Schließlich entlastet ihn auch nicht die Angabe des Hausarztes. Hat ein Versicherungsnehmer im Versicherungsantrag für eine Lebens- und Berufsunfähigkeitsversicherung mit der Verneinung der sog. Gesundheitsfragen wahrheitswidrig vorgespiegelt, nicht an Krankheiten, Störungen oder Beschwerden zu leiden oder gelitten zu haben, steht der Annahme einer arglistigen Täuschung nicht entgegen, dass er auf die Frage nach dem am besten über ihre gesundheitlichen Verhältnisse unterrichteten Arzt den Hausarzt angegeben hat. Allein die Angabe des Hausarztes löst jedenfalls keine Nachfrageobliegenheit des Versicherers aus. Da ein Hausarzt häufig nur wegen Bagatellerkrankungen aufgesucht wird, kann dessen Angabe auch die Bedeutung haben, die unbezweifelbar andauernde Gesundheit des Versicherungsnehmers zu bestätigen.
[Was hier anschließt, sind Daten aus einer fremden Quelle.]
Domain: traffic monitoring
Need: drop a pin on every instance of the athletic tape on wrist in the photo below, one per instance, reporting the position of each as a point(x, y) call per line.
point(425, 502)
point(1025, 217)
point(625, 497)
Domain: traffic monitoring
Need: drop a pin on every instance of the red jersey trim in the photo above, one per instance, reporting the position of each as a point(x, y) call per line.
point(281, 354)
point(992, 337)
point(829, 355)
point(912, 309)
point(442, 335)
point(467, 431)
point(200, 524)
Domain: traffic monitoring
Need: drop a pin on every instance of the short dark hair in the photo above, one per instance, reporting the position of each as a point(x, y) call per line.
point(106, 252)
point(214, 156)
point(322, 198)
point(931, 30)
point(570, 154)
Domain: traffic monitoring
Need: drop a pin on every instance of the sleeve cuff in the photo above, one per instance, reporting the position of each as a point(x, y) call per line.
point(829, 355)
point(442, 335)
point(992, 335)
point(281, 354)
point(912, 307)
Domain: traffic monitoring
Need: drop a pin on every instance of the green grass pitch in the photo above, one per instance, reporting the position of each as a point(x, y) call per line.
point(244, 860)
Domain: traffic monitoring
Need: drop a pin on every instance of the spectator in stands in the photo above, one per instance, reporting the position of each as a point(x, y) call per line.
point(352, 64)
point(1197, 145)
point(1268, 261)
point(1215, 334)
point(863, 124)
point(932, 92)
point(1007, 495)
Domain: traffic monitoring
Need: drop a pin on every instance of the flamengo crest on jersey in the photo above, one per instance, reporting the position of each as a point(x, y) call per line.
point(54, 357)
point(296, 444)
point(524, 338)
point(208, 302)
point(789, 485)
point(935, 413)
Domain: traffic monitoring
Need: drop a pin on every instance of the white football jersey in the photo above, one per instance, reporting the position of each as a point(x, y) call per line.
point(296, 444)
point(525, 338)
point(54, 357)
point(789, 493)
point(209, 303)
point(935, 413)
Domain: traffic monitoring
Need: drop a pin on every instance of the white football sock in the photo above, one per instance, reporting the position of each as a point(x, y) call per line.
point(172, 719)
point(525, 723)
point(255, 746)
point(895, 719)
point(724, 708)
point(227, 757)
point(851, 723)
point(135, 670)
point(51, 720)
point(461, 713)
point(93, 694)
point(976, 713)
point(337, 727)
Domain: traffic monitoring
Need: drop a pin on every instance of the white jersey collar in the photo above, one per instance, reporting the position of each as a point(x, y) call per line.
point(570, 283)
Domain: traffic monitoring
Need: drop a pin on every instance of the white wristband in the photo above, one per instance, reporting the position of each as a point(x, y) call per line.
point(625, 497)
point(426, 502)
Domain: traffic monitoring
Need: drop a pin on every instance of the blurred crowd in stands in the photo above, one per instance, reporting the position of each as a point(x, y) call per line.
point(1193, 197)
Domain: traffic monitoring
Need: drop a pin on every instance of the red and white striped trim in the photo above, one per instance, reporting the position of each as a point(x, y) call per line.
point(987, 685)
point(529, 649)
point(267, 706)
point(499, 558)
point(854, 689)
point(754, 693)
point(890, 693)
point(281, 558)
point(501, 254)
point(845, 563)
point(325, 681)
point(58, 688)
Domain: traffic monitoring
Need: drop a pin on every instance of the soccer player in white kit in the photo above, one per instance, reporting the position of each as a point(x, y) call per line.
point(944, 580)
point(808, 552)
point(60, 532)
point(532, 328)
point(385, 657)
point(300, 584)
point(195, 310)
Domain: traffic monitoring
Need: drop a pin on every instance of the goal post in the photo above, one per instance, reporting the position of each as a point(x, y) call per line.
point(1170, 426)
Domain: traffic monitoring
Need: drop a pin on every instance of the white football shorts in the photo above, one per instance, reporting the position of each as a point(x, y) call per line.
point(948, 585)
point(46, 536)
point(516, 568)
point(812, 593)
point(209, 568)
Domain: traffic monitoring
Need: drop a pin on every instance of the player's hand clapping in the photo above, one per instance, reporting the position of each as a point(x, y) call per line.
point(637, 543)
Ein Versicherer darf daher die Benennung eines Hausarztes in diesem Sinne verstehen (so OLG Saarbrücken VersR 2003, 890, 8919.

Die Beklagt hat durch Bezugnahme auf ihre Risikoprüfungsgrundsätze und die ihres Rückversicherers auch den Nachweis geführt, dass die arglistige Täuschung durch den Klägers für ihre Annahmeentscheidung ursächlich war. Alleine die Kenntnis des Schlafapnoe-Syndroms hätte zur Zurückstellung des Antrags geführt.

Nach alledem war die Klage abzuweisen.

Die prozessualen Nebenentscheidungen beruhen auf §§ 91 Abs.1, 709 Satz 1 ZPO.